Maar was not simply a spectator. She was a mainstay in the artistic movement in her own right and her involvement led to associations with famous contemporaries such as Man Ray, Georges Bataille, and of course, Picasso. It may have been her relationship with Picasso which led to her giving up photography in favor of painting, despite her personal and commercial success. Michèle Chomette, who catalogued the photographs for the famous 1998 auction, believes that after her work on his 'Guernica,' Picasso  "wanted her to photograph only his work." Picasso himself was quoted as saying that "Inside Dora Maar the photographer was a painter trying to get out."

Their relationship began deteriorating significantly during WWII, and was further complicated by  Picasso's exhausting behavior; he delighted in pitting Maar and his wife against each other to remind each woman that they were each not the sole object of his affection, he often swung between kindness and compassion and cold rejection, and in 1943 he began a relationship with a much younger woman who began to supplant Maar's place as his muse. Maar's somber emotional state is gloomily reflected in a self-portrait she took in a mirror during the early 1940s, where she gazs sadly, almost without energy, into the mirror. A poem found after her death, undated, reveals despair: "In a mirror facing me I ask/For the night to come/Let the time pass/Let me withdraw/Let the mirror be empty/for always."

In May of 1945, the situation had finally deteriorated to a breaking point. Maar arrived late to a lunch with Picasso and declared "I've had enough, I can't stay. I'm going." Maar's erratic emotional state in the days that followed led to shock treatments, and Picasso decided to end their affair.

In the years that followed, Maar was able to find renewed energy. "Everyone expected me to commit suicide after he left me," she once said. "Even Picasso expected it, and the main reason I didn't kill myself was not to give him the pleasure." Maar began practicing Roman Catholicism, continued painting, and actively participated in the Parisian social circle for a few years. She dabbled in photographer occasionally over the years--even creating some new images in the early 1980s using her old negatives from the 30s--but mostly avoided talking about her past as a photographer. Towards the end of her life, she became reclusive, rarely venturing out and most often only leaving her home for mass and religious services. She died in July of 1997 after collapsing on the street.

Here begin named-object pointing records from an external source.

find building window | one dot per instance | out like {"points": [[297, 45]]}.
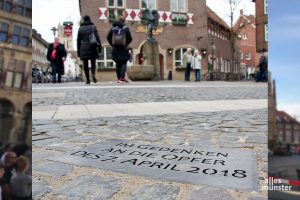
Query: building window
{"points": [[24, 7], [178, 8], [3, 31], [266, 32], [15, 73], [115, 9], [21, 36], [148, 4], [7, 5], [178, 57], [248, 56], [265, 7], [105, 60]]}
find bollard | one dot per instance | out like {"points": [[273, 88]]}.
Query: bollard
{"points": [[170, 76]]}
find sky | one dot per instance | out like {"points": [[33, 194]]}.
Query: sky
{"points": [[284, 53]]}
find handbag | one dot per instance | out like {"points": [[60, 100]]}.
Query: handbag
{"points": [[92, 38]]}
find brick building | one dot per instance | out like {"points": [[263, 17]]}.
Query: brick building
{"points": [[39, 50], [15, 71], [249, 58], [261, 9], [288, 129], [182, 24]]}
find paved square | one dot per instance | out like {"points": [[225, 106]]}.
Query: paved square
{"points": [[216, 167]]}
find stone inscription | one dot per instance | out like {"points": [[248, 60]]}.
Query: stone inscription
{"points": [[216, 167]]}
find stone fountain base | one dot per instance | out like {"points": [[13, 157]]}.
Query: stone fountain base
{"points": [[140, 72]]}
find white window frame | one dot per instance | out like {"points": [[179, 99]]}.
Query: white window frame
{"points": [[265, 7], [105, 60], [115, 4], [177, 10], [266, 32], [248, 56], [181, 56], [147, 1]]}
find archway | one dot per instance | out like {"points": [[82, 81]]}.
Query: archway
{"points": [[6, 119], [139, 58], [26, 123]]}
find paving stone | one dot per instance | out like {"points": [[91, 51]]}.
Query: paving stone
{"points": [[129, 156], [89, 187], [210, 193], [42, 155], [157, 192], [64, 146], [43, 143], [63, 134], [39, 189], [53, 169], [86, 138]]}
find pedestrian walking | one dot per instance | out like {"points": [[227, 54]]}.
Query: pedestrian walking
{"points": [[263, 69], [186, 62], [119, 37], [21, 182], [196, 65], [88, 47], [57, 55]]}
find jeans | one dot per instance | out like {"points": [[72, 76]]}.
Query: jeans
{"points": [[54, 72], [86, 68], [197, 74], [187, 72], [121, 69]]}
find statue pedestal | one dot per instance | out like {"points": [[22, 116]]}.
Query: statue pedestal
{"points": [[140, 72], [151, 53]]}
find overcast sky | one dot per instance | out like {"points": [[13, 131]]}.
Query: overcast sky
{"points": [[47, 14], [284, 48]]}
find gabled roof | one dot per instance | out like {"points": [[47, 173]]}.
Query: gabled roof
{"points": [[211, 14], [282, 116]]}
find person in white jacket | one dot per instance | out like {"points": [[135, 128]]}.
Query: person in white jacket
{"points": [[196, 65]]}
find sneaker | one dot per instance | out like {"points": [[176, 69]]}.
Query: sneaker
{"points": [[94, 79], [124, 80]]}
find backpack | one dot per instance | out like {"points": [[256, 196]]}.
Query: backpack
{"points": [[119, 36]]}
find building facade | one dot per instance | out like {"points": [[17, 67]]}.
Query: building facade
{"points": [[249, 58], [72, 63], [261, 9], [182, 24], [288, 129], [39, 51], [15, 71]]}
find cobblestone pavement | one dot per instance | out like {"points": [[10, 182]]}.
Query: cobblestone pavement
{"points": [[239, 129]]}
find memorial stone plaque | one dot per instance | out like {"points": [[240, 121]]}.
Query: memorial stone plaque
{"points": [[220, 167]]}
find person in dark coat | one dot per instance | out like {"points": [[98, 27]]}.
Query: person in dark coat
{"points": [[57, 55], [85, 50], [120, 54]]}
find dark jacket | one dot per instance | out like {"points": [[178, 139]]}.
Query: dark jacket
{"points": [[60, 53], [84, 49], [120, 53]]}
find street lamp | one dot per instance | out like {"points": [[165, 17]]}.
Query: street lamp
{"points": [[54, 29]]}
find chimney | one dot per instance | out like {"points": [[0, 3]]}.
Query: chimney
{"points": [[241, 12]]}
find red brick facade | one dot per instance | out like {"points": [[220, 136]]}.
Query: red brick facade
{"points": [[247, 43], [261, 9]]}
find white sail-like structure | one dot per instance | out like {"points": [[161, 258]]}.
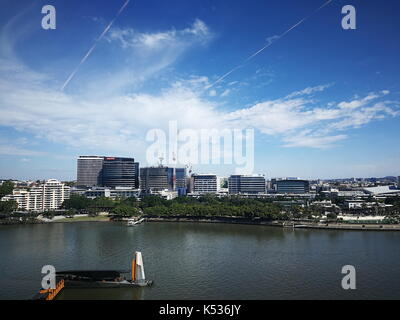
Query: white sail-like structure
{"points": [[138, 275]]}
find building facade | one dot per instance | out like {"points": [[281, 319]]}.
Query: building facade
{"points": [[120, 172], [89, 171], [44, 197], [292, 186], [206, 183], [250, 184], [163, 178]]}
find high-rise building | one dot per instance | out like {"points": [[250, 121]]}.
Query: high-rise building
{"points": [[293, 186], [246, 184], [89, 173], [206, 183], [120, 172], [162, 178], [46, 196]]}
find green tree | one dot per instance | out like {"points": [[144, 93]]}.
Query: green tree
{"points": [[79, 203]]}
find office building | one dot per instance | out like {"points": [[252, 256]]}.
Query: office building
{"points": [[89, 171], [43, 197], [113, 193], [292, 186], [120, 172], [246, 184], [162, 178], [206, 183]]}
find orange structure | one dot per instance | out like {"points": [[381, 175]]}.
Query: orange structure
{"points": [[50, 294]]}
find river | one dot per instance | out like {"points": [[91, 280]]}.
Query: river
{"points": [[204, 261]]}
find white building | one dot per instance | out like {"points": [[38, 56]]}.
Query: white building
{"points": [[206, 183], [47, 196]]}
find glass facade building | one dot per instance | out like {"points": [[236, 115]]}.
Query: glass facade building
{"points": [[293, 186], [89, 171], [240, 184], [120, 172], [162, 178]]}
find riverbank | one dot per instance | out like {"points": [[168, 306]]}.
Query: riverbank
{"points": [[222, 219], [83, 219], [282, 224]]}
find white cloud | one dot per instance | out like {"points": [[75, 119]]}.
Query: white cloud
{"points": [[226, 93], [198, 32]]}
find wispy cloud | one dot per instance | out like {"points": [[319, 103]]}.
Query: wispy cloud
{"points": [[86, 56]]}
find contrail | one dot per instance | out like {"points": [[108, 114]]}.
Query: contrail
{"points": [[270, 42], [94, 45]]}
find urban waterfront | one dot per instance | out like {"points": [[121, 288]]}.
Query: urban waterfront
{"points": [[204, 261]]}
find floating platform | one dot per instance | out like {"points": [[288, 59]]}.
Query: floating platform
{"points": [[97, 279]]}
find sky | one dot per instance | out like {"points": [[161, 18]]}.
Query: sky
{"points": [[323, 102]]}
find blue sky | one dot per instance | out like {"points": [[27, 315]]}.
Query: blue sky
{"points": [[324, 102]]}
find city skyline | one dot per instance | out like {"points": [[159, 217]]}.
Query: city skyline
{"points": [[324, 102]]}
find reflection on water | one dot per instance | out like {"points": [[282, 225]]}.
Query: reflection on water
{"points": [[204, 261]]}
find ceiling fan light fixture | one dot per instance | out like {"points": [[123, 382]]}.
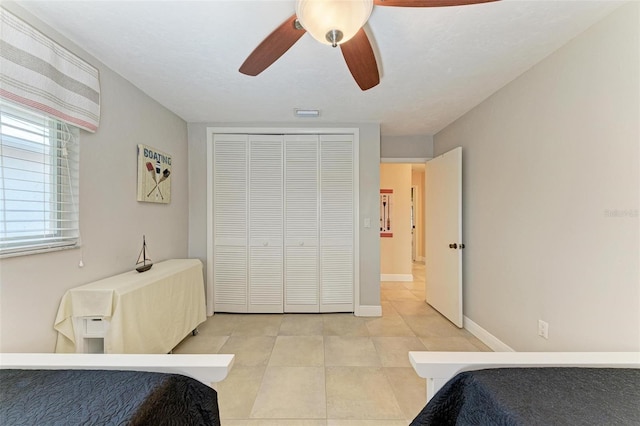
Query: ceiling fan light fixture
{"points": [[326, 19]]}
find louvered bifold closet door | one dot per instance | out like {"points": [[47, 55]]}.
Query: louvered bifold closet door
{"points": [[230, 223], [265, 223], [336, 223], [301, 283]]}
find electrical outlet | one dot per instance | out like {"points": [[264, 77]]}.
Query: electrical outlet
{"points": [[543, 329]]}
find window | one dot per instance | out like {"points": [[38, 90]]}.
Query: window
{"points": [[38, 182]]}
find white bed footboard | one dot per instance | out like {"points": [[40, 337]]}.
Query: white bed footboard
{"points": [[207, 369], [439, 367]]}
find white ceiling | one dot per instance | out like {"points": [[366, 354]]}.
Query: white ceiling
{"points": [[435, 63]]}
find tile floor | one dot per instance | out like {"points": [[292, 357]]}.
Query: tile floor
{"points": [[329, 369]]}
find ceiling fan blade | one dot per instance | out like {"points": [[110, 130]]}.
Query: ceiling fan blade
{"points": [[272, 47], [428, 3], [361, 61]]}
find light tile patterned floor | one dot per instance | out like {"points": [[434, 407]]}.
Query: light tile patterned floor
{"points": [[329, 369]]}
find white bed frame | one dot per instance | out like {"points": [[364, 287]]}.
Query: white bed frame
{"points": [[439, 367], [207, 369]]}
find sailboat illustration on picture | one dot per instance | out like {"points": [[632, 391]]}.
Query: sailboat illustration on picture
{"points": [[144, 262]]}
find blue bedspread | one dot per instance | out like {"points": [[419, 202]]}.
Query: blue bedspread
{"points": [[88, 397], [537, 396]]}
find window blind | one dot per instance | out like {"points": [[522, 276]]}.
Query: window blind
{"points": [[39, 171], [42, 75]]}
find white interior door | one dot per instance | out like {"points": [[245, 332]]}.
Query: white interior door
{"points": [[443, 234], [265, 223], [301, 285], [230, 223], [336, 223]]}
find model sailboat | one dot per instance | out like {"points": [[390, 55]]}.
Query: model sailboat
{"points": [[144, 263]]}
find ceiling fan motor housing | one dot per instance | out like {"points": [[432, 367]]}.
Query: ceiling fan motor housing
{"points": [[333, 22]]}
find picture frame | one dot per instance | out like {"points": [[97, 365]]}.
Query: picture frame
{"points": [[154, 175]]}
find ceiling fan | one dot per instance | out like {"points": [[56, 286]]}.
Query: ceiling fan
{"points": [[334, 22]]}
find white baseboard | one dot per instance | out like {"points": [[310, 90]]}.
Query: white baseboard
{"points": [[368, 311], [396, 277], [485, 337]]}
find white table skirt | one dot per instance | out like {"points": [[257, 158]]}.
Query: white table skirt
{"points": [[149, 312]]}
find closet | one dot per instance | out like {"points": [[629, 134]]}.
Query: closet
{"points": [[283, 223]]}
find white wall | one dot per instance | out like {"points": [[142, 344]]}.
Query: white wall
{"points": [[547, 159], [415, 146], [112, 222], [369, 163]]}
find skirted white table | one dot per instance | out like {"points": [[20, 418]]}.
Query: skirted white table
{"points": [[149, 312]]}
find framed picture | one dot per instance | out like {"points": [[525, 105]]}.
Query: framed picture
{"points": [[385, 213], [154, 175]]}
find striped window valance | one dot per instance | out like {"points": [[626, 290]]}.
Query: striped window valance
{"points": [[38, 73]]}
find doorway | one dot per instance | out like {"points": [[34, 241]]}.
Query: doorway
{"points": [[404, 245]]}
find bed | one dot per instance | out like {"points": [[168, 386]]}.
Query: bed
{"points": [[512, 388], [118, 389]]}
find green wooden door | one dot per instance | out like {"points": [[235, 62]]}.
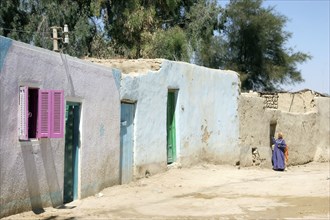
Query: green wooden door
{"points": [[171, 139], [71, 154]]}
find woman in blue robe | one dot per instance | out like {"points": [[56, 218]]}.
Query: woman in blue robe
{"points": [[278, 156]]}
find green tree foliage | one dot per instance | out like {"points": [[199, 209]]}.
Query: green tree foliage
{"points": [[256, 46], [243, 36], [30, 21]]}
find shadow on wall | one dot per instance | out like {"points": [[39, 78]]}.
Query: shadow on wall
{"points": [[30, 153], [50, 171]]}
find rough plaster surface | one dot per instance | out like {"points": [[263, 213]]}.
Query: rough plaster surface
{"points": [[305, 127], [206, 115], [296, 102], [32, 172]]}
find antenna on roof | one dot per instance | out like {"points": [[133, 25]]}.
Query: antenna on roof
{"points": [[64, 37]]}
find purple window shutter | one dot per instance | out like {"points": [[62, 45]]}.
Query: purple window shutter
{"points": [[23, 112], [44, 114], [57, 114]]}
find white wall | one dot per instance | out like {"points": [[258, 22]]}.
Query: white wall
{"points": [[306, 130], [206, 115], [31, 172]]}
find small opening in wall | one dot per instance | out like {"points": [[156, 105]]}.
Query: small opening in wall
{"points": [[32, 112]]}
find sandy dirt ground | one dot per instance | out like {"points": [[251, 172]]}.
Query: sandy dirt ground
{"points": [[208, 192]]}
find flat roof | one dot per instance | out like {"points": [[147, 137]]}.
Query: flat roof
{"points": [[130, 66]]}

Louise Baring does an excellent job of bringing the mysterious Dora Maar into the light in this new publication. No longer is she Dora Maar, Picasso's mistress, but a human being--an artist, a photographer, and an intellectual--in her own right. Baring carefully uses quotes from contemporaries and historians to help provide an intimate and rounded view of her life, as well as quotes from Maar herself, and even several snippets of her poetry. The book is filled with photographs and images, mostly by Maar, which are reproduced in high quality. Many of the images have never been published before and are a true delight to see in print.

I heartily recommend Dora Maar: Paris in the Time of Man Ray, Jean Cocteau, and Picasso to anyone with an interest in learning more about Maar than her role as Picasso's muse; the long overdue look at the engaging, surreal and memorable photography of Dora Maar is particularly worthwhile to students of photography and art as a whole.